Under that program, certain clinics and hospitals get medication from pharmaceutical companies at a reduced price. Those health centers can then submit Medicaid insurance claims for the drugs and have them reimbursed at full price.
The savings from those funds are then reinvested into providing care to uninsured patients, covering facility costs, or other services.
Under the proposed change, the state would claim those drug rebates for itself.
Speaking in front of the state budget committee last December, FSSA Secretary Mitch Roob told lawmakers the funds would go directly into the state’s Medicaid budget, equalling approximately $63 million annually.
Roob said he had concerns about how health organizations are investing savings.
“We have no idea how those dollars are used at all,” Roob said. “We also lose out on the rebate.”
This isn’t the first time officials and lawmakers have raised concerns about how 340B drug savings are being invested. Last year, lawmakers considered language that would have stopped healthcare organizations from claiming reimbursements on drugs that were higher than they would have paid for them.

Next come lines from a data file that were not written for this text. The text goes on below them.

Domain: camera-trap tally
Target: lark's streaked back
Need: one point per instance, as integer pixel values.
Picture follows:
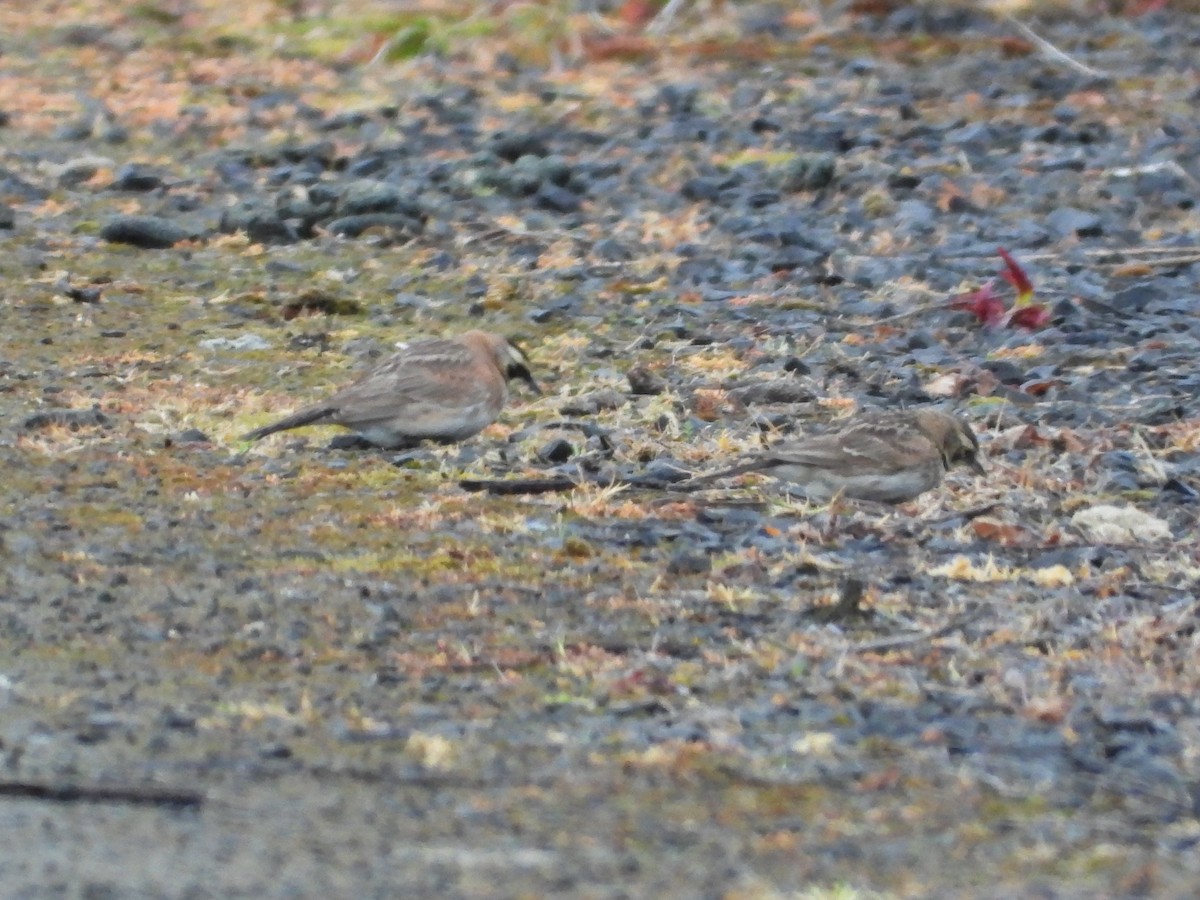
(432, 389)
(885, 456)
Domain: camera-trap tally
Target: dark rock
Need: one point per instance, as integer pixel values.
(72, 419)
(147, 232)
(135, 177)
(645, 381)
(557, 450)
(1137, 297)
(781, 390)
(1067, 221)
(393, 222)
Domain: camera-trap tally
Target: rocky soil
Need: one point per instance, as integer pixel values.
(299, 670)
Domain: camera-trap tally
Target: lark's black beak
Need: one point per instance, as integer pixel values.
(522, 372)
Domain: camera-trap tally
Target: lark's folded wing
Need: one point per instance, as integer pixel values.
(863, 450)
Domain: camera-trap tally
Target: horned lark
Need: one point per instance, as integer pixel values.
(882, 456)
(435, 389)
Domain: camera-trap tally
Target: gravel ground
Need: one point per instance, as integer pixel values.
(297, 670)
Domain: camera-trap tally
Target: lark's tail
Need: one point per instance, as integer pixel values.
(305, 417)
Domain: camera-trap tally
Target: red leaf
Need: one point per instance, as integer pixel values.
(1015, 276)
(983, 304)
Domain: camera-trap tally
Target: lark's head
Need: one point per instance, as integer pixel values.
(953, 438)
(510, 359)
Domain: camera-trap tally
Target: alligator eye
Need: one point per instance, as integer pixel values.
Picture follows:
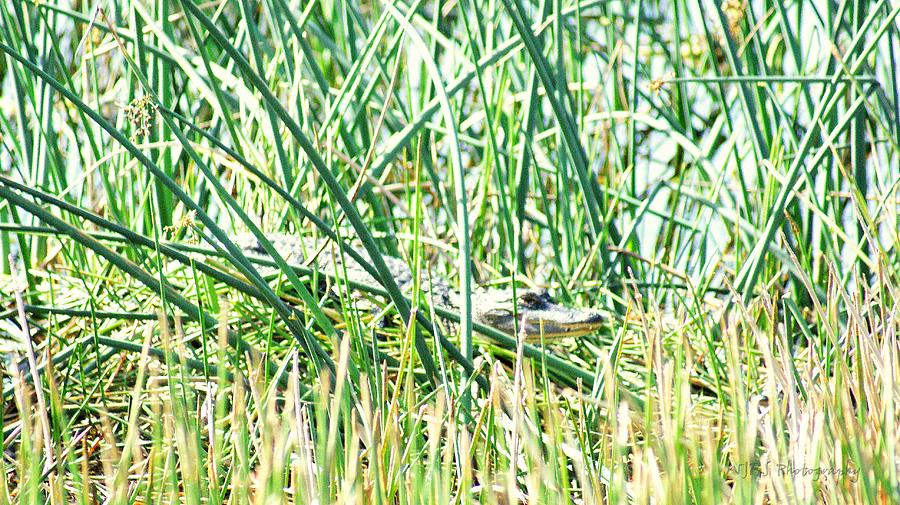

Speaking during the budget committee, Sen. Chris Garten (R-Charleston) suggested that there may be some organizations abusing the funds. But he asked Roob whether ending access to the program could harm clinics and hospitals effectively using those dollars, and end up costing the state more money.
“If we don’t know what services are provided with these dollars, then how can we say it’s cheaper?” Garten asked. “What services is it going to directly affect?”
Rep. Ed Delaney (D-Indianapolis) asked Roob if ending reimbursements through the drug program could endanger the business model of hospitals or clinics using it.
“If you’re telling me a hospital is going to close because it lost 340B pricing, they were going to close anyway,” Roob responded.
Health centers said the change will have damaging impacts, reducing their ability to provide care to the poorest Hoosiers.
Alan Witchey is the President and CEO of the nonprofit Damien Center, and said they save about $5 million under the program, which allows them to provide medicine free or at reduced cost.
“By doing this, they will reverse that, and there will be less options for Hoosiers to get their medications, less options for Hoosiers to get medical care, and it will likely lead to far more people accessing emergency care,” Witchey said.
The Damien Center, the state’s largest HIV care provider, isn’t alone in worrying how the change could impact them.
René Kougal is the president and CEO of HealthNet, which operates 10 health centers across the state. She said the change will cost them $3 million every year.
Kougal said the change is yet another way funding for services for poor and low-income Hoosiers is being pulled, pointing to expected cuts to the state’s Medicaid population.
“By our mission, we provide care regardless of someone's ability to pay, but that care is not reimbursed, and so programs like Medicaid and savings from the 340B drug pricing program are what allow health centers to keep serving patients when they can't afford to pay,” she said. “If both of those supports weaken at the same time, it creates real financial instability for safety net providers.”
A spokesperson for the FSSA did not respond to a request for comment.
People can submit a written comment on the proposed plan. The change is expected to go into effect July 1.